# Quo Vadis - XC Einheitsbrei oder das Ende der Evolutionsstufe?



## Frodijak (30. März 2022)

...


----------



## me72 (30. März 2022)

Frodijak schrieb:


> Cannondale und Rose gehen einen leicht aneren Weg aber die Anderen Protagonisten sind schon sehr ähnlich.


Cannondale ok, aber Rose? Was machen die soviel anders? 

Würde da eher Scott mit dem versteckten Dämpfer sehen, der aus der Masse heraussticht und dann die beiden Lager mit horizontal und vertikal eingebautem Dämpfer. Rose hingegen ähnelt für mich mit dem leichten Knick im Oberrohr wiederum eher dem Oiz.


----------



## MTB-News.de




----------



## dino113 (30. März 2022)

Frodijak schrieb:


> heuer mit HipBags und Trinkrucksack gibt es doch einige Alternativen zur Flüssigkeitsaufnahme.


Ein freier Rücken und Trinkflaschen sind mir lieber. 
Ne Trinkflasche ist auch schneller wieder aufgefüllt. Geht ja bei Platz 598 um wichtige Sekunden  

Bei mir wird bald eines von den abgebildeten XC Bikes aufgebaut. Freue mich schon riesig


----------



## me72 (30. März 2022)

Aber schöner Vergleich, auch danke für die visuelle Gegenüberstellung der Bikes.


----------



## me72 (30. März 2022)

dino113 schrieb:


> Bei mir wird bald eines von den abgebildeten XC Bikes aufgebaut. Freue mich schon riesig


Welches denn?



dino113 schrieb:


> Ein freier Rücken und Trinkflaschen sind mir lieber.


Das sehe ich auch so, besonders im Hochsommer.


----------



## dino113 (30. März 2022)

me72 schrieb:


> Welches denn?


Ist in der falschen Farbe abgebildet. Noch ein wenig Geduld. Kommt dann auch ein Faden. Ist zumindest geplant.
Das Bike ist hier im Forum bisher nicht vertreten. Zumindest habe ich davon bisher keines entdeckt.


----------



## me72 (30. März 2022)

dino113 schrieb:


> Ist in der falschen Farbe abgebildet. Noch ein wenig Geduld. Kommt dann auch ein Faden. Ist zumindest geplant.
> Das Bike ist hier im Forum bisher nicht vertreten. Zumindest habe ich davon bisher keines entdeckt.

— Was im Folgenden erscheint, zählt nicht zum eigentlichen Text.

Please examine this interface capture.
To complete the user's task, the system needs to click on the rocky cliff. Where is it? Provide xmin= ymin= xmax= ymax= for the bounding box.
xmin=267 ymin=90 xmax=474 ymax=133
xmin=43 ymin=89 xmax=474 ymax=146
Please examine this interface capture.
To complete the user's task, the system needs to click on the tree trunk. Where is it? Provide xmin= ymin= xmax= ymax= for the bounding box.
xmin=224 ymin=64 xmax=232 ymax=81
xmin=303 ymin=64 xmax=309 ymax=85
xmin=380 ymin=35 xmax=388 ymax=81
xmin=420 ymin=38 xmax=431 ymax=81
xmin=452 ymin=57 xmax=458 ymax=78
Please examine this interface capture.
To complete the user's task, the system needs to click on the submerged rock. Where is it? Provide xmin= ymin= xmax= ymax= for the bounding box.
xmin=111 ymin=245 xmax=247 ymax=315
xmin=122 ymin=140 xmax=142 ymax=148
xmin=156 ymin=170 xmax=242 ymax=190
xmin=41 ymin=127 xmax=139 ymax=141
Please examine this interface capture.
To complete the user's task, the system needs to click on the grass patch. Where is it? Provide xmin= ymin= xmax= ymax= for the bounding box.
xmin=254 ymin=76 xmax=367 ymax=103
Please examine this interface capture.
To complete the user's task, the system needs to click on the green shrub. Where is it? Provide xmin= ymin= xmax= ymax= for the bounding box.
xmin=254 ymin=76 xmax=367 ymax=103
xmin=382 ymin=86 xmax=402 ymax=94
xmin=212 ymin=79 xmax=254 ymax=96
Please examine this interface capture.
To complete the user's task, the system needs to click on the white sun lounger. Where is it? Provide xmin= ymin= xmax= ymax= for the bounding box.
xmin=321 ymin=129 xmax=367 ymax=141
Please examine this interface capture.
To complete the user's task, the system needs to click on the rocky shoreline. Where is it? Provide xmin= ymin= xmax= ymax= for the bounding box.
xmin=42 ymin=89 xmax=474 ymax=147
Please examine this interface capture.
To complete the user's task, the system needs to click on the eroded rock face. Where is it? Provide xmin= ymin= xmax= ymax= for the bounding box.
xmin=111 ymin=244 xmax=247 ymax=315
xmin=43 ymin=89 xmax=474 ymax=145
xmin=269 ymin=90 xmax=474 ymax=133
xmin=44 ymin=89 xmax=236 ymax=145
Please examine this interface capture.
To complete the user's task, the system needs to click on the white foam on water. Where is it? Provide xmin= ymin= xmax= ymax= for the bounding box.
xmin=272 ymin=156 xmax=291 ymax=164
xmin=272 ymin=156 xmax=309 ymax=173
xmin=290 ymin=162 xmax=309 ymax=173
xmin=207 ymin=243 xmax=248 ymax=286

Hmm, da ich für das Oiz gevotet habe, gibts sonst bis jetzt nur noch Stimmen für das Blur und das Epic. Das passt aber so gar nicht zu der Aussage


dino113 schrieb:


> Das Bike ist hier im Forum bisher nicht vertreten.

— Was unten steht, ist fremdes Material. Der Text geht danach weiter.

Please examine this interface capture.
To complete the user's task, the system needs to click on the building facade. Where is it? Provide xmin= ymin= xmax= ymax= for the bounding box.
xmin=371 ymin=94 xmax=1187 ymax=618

Dann ist es also hier in der Übersicht nicht dabei und Du hast mit "Ach piss Dich einfach" gestimmt.   😁


----------



## dino113 (30. März 2022)

me72 schrieb:


> Hmm, da ich für das Oiz gevotet habe, gibts sonst bis jetzt nur noch Stimmen für das Blur und das Epic. Das passt aber so gar nicht zu der Aussage
> 
> Dann ist es also hier in der Übersicht nicht dabei und Du hast mit "Ach piss Dich einfach" gestimmt.   😁


oder ich habe gar nicht abgestimmt


me72 schrieb:


> Das passt aber so gar nicht zu der Aussage


Es wurde vorgestellt. Habe es bisher aber bei keinem User gesehen.


----------



## daniel77 (30. März 2022)

Das Fourstroke macht mich am meisten an. Allerdings fahre ich mein Focus o1e noch mindestens eine weitere Saison.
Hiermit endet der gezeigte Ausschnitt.